Nunca tiveram o sucesso global de uns A-ha nem a visibilidade noutras latitudes de uns Kings Of Convenience ou Royksöpp. Mas os Bel Canto são uma das instituições maiores da música popular made in Noruega. Alternando períodos de atividade com pausas (durante as quais os músicos desenvolvem carreiras em paralelo e se multiplicam em colaborações), os Bel Canto conheceram contudo a sua etapa musicalmente mais marcante entre finais dos anos 80 e inícios dos noventas. É desse período que data “White Out Conditions”, álbum de estreia que colocou então no mapa indie europeu um episódio de revelação que, apesar de comparações com nomes do catálogo da 4AD como os Dead Can Dance ou Cocteu Twins, não deixava de afirmar claramente distintivas marcas de personalidade. 
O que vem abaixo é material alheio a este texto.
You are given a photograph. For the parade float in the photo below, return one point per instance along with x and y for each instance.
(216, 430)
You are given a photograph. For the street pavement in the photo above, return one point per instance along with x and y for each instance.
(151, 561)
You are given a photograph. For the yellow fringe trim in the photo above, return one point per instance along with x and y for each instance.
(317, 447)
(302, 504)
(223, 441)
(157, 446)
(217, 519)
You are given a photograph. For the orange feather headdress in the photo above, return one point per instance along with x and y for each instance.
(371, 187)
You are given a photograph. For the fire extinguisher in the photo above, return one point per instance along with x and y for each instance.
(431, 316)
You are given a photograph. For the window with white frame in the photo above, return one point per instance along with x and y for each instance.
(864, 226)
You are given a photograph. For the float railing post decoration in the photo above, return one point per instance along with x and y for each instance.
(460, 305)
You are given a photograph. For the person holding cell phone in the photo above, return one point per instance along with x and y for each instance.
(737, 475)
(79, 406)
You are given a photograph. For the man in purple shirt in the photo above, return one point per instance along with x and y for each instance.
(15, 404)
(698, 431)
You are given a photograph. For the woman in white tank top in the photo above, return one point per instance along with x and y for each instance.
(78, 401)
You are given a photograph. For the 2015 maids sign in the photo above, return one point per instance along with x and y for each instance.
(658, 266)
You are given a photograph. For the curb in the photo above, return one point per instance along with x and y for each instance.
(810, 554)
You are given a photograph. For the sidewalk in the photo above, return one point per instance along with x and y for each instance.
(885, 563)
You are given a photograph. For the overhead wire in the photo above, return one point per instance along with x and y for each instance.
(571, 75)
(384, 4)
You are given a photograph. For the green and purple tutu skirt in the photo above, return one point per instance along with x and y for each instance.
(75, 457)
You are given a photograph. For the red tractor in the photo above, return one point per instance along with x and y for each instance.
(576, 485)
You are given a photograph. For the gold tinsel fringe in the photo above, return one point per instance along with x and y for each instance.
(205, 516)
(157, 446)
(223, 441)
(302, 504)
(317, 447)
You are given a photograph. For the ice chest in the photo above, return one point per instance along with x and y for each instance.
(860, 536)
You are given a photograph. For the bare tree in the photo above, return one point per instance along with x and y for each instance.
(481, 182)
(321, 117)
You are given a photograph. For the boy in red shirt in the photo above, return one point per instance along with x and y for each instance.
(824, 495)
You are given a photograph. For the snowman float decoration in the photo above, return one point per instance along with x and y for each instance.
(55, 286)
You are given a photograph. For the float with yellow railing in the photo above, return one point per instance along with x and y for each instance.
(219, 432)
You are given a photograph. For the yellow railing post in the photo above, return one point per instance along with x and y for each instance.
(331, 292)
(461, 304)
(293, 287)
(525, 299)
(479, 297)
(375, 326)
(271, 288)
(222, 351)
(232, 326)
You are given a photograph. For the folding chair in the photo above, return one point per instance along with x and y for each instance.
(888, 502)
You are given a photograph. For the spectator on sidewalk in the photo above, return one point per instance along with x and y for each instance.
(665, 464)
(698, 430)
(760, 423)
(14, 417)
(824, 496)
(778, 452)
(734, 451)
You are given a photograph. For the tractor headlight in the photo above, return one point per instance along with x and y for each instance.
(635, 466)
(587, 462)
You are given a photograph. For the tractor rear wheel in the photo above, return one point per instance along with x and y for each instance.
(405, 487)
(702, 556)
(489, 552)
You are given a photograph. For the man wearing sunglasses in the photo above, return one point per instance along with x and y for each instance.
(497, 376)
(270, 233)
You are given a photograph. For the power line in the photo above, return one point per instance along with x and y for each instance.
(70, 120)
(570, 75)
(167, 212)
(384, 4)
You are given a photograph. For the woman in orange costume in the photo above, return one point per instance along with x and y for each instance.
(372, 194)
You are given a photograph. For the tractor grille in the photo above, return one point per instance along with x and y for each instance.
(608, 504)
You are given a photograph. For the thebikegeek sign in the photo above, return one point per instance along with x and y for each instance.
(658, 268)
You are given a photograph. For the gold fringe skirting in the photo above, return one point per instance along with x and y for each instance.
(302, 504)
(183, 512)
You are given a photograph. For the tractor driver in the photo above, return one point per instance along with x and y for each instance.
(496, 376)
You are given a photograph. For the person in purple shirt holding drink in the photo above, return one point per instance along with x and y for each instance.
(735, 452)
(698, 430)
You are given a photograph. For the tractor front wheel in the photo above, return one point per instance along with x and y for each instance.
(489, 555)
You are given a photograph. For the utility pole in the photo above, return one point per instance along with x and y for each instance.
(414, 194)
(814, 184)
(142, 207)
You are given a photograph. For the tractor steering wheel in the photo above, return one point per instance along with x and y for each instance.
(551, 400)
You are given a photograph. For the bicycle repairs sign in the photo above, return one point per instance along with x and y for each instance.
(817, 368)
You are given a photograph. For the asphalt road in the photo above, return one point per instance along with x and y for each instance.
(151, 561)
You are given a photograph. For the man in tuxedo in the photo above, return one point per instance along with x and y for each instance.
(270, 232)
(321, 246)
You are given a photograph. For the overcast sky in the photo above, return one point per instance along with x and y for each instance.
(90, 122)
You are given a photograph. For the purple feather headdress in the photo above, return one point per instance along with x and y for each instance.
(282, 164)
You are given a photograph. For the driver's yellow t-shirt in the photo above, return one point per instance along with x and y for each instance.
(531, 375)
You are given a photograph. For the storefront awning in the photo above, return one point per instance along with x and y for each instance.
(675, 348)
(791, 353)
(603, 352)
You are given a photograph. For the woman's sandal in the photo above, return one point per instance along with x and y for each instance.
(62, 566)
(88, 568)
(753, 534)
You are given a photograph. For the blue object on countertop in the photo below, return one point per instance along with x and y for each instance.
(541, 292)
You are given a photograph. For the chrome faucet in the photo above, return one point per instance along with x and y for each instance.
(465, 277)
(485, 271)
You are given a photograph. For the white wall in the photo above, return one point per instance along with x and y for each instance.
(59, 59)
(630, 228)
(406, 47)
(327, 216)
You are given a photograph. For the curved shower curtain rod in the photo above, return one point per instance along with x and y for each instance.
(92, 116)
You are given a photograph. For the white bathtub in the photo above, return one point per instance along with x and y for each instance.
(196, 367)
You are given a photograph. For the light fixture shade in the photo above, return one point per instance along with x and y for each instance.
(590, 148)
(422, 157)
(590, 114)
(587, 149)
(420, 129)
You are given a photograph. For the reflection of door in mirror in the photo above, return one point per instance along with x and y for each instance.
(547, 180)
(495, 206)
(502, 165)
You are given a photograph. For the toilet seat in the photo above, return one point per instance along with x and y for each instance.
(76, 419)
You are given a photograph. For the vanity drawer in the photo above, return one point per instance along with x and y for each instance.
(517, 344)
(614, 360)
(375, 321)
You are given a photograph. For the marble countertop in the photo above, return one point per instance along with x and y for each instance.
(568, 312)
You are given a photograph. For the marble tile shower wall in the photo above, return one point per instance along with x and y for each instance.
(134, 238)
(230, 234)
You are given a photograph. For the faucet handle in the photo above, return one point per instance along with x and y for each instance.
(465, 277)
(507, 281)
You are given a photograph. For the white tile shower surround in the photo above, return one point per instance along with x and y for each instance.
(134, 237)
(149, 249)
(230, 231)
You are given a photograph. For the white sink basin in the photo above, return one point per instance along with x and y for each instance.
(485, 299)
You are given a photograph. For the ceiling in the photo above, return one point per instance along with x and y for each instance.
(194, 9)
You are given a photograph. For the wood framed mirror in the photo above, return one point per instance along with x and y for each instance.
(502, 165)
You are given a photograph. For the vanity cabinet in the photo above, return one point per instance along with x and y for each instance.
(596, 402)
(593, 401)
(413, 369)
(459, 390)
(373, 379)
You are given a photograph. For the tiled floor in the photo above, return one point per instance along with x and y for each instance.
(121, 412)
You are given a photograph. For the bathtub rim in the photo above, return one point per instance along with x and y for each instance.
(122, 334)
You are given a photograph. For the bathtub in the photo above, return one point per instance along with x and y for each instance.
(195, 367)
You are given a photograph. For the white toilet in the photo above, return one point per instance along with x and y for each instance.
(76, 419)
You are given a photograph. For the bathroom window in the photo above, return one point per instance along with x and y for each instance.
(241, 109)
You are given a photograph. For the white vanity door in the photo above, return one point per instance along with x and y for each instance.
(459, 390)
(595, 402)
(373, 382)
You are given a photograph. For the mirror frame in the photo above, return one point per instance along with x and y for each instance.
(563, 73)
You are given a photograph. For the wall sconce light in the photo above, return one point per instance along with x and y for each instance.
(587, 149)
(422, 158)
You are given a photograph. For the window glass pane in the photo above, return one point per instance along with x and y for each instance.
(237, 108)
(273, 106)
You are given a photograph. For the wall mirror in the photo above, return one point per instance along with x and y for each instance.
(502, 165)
Nascidos em Tromso em 1985, os Bel Canto ganharam inicialmente forma como um trio com vértices entregues à vocalista Anelli Drecker e aos músicos Nils Johansen e Geir Jenssen. Cruzando uma música marcada por cenografias ora mais atmosféricas, com cores pinceladas por sons de guitarras e bandolins, madeiras, flautas, ora definida por mais evidentes linhas desenhadas com percussão e electrónicas, “White Out Conditions” revelava na sua alma um interesse dos Bel Canto sobretudo por estímulos vindos de terrenos folk (de diversas geografias). Estes diálogos entre a folk e o desenho cénico das canções era contudo assimilado por vivências habituadas a um quotidiano acima do círculo polar ártico, toldadas pela longa noite do inverno, mapa que depois contrastava com as infindáveis horas de luz nos meses do verão. Destes jogos de contrastes e partilhas nasciam canções que lhes valeram frequentemente uma caracterização como pop “ártica”, termo que não se aplicaria da mesma forma no disco seguinte, “Birds of Passage” (de mais suaves arestas pop), criado em 1990 numa etapa em que se haviam mudado para Bruxelas, sede da editora Crammed Discs que então os representava. 

Esse segundo disco acabaria por definir o momento da separação do núcleo original, seguindo-se um regresso de Geir Jenssen a Tromso para, através do seu projeto a solo Biosphere aprofundar a noção de uma música ártica que teve ainda expressão significativa em nomes como Röyksopp, Bjørn Torske, Alanïa, Mental Overdrive ou Niilas. Anelli Drecker, além de manter vivos os Bel Canto ao lado de Nils Johansen, gravou depois a solo, assinou colaborações com os A-ha ou Royksopp, mas nunca colocou um ponto final aos Bel Canto que, contudo mergulharam num silêncio longo a partir de 2002. Um ponto final nesse episódio de pausa chegou recentemente com a edição, já este ano, do álbum “Radiant Green”, primeiro disco dos Bel Canto em 22 anos.